2022 Volume 63 Issue 8 Pages 1138-1143
This study developed an original constant-head permeability apparatus for rocks. This apparatus can freely adjust the confining pressure and hydraulic pressure (hydraulic gradient), and can directly measure the runoff volume using an electronic balance. This apparatus can measure the hydraulic conductivity more accurately than the conventional constant-head method that measures the runoff volume using a measuring cylinder. Second, this study measured the hydraulic conductivity of Inada granite specimens (50 mm in diameter and 40 mm in length) under confining pressure conditions using the constant-head permeability apparatus. The test was performed at 22 ± 1°C in a temperature-controlled room. As result, we found that the hydraulic conductivity of Inada granite, which was measured using this apparatus, is quite similar to that reported by a previous study using transient pulse method. Furthermore, the observed decline in hydraulic conductivity due to the confining pressure is consistent with the observations of the previous study.

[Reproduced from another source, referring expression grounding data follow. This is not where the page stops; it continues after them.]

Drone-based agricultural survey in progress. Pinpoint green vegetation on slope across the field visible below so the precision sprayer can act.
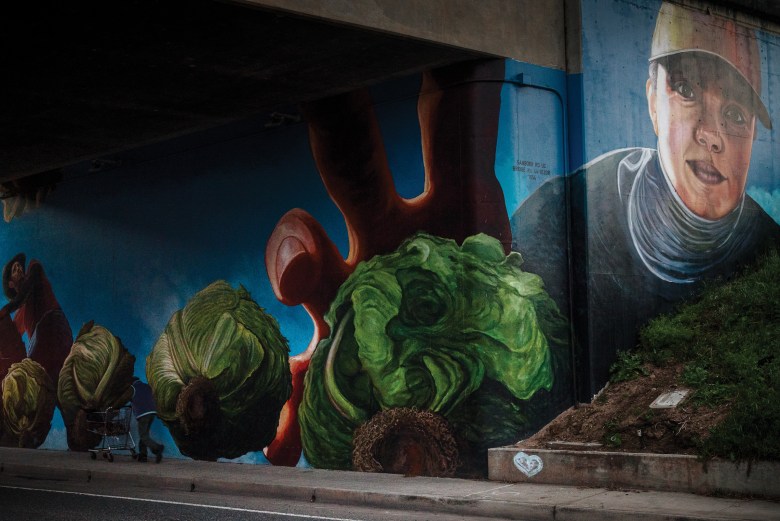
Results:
[613,250,780,460]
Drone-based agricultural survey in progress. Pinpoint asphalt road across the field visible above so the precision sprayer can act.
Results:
[0,479,500,521]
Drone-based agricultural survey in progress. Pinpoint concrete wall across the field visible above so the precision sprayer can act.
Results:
[242,0,566,69]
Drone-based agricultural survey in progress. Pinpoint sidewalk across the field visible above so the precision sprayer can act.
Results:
[0,448,780,521]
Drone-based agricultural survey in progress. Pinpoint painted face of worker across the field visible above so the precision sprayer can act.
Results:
[647,53,755,220]
[8,262,24,289]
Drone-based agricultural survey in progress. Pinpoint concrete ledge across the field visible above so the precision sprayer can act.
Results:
[488,445,780,499]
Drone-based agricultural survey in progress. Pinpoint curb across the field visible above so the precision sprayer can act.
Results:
[488,445,780,499]
[0,449,778,521]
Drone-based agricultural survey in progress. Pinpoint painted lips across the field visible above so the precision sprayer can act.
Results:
[687,161,726,185]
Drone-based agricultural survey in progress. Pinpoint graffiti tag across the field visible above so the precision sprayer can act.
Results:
[513,452,544,478]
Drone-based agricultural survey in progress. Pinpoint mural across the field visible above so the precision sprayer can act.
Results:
[513,3,780,396]
[0,0,780,476]
[146,281,290,460]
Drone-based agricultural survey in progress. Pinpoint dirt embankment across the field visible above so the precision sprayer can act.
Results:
[519,365,728,454]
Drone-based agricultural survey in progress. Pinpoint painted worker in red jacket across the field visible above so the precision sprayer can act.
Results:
[0,253,73,386]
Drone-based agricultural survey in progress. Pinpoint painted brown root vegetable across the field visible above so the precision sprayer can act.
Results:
[352,407,459,477]
[265,60,511,465]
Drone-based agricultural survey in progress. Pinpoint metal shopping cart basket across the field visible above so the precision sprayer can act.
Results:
[87,405,136,461]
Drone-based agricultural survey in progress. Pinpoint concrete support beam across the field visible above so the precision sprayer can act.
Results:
[235,0,566,69]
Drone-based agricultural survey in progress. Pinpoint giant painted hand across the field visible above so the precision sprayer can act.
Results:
[265,60,511,465]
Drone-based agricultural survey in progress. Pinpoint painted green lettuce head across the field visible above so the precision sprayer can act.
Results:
[2,358,55,448]
[146,281,292,460]
[299,233,566,468]
[57,322,135,451]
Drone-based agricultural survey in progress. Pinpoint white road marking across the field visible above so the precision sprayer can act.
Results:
[0,485,360,521]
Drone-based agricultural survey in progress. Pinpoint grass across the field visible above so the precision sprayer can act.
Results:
[612,250,780,461]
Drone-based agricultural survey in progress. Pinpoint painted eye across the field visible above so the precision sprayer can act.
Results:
[672,80,695,100]
[723,105,747,126]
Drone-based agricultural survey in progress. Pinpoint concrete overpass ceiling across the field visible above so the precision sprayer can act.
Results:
[0,0,480,181]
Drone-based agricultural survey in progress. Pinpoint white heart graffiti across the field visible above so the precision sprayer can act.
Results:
[513,452,544,478]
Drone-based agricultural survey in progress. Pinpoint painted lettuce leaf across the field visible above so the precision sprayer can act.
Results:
[146,281,292,460]
[57,322,135,451]
[2,358,55,448]
[299,233,567,469]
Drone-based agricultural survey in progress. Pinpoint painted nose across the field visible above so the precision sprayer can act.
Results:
[696,122,723,154]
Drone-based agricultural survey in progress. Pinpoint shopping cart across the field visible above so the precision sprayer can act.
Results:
[87,405,136,461]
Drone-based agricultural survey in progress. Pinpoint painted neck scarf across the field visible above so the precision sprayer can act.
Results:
[618,149,745,284]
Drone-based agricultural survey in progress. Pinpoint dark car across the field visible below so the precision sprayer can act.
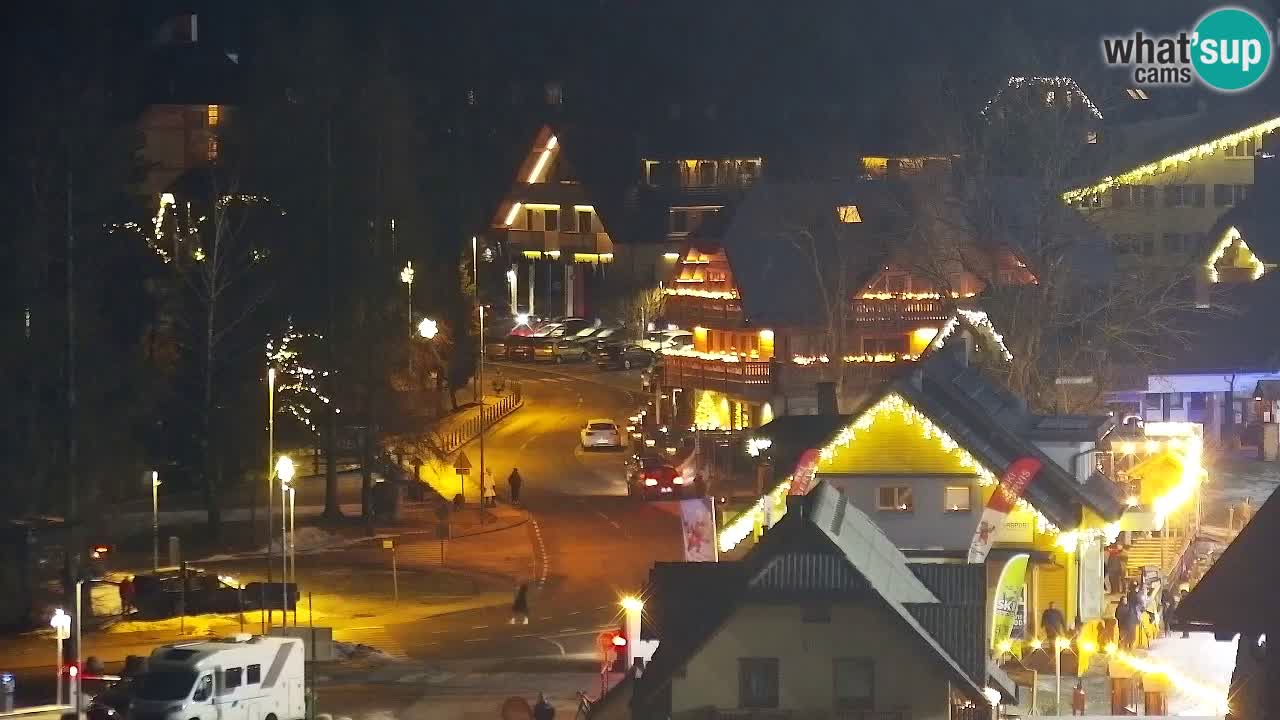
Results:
[591,345,658,370]
[627,455,685,500]
[507,336,535,363]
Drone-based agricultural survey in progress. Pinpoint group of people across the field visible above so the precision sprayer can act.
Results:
[480,468,525,507]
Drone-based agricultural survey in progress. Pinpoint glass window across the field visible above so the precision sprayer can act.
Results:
[942,486,972,512]
[876,486,915,512]
[737,657,778,707]
[831,657,876,710]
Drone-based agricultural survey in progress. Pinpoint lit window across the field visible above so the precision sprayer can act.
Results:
[942,486,970,512]
[876,486,915,512]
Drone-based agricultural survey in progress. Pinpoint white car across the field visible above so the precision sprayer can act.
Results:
[580,418,622,450]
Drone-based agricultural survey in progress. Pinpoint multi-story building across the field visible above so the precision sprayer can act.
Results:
[662,176,1032,430]
[1064,101,1280,266]
[593,476,1012,720]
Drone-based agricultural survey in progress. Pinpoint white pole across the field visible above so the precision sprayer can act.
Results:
[151,470,160,573]
[74,580,84,717]
[266,368,275,629]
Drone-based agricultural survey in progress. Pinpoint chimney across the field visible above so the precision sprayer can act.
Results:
[817,383,840,415]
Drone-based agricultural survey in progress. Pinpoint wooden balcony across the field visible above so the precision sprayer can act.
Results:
[854,297,948,325]
[662,355,773,401]
[666,295,742,329]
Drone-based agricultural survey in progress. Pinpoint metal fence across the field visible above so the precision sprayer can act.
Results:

Therefore, the permeability measurement system used in this study is established and reliable. In addition, this study measured the hydraulic conductivity of various seven intact rocks (granite, basalt, dacite, sandstone, and tuff) under confining pressure conditions using a constant-head permeability apparatus, and we presented how the hydraulic conductivity changes as the confining pressure increases.
This Paper was Originally Published in Japanese in J. Soc. Mater. Sci., Japan 71 (2022) 221–227.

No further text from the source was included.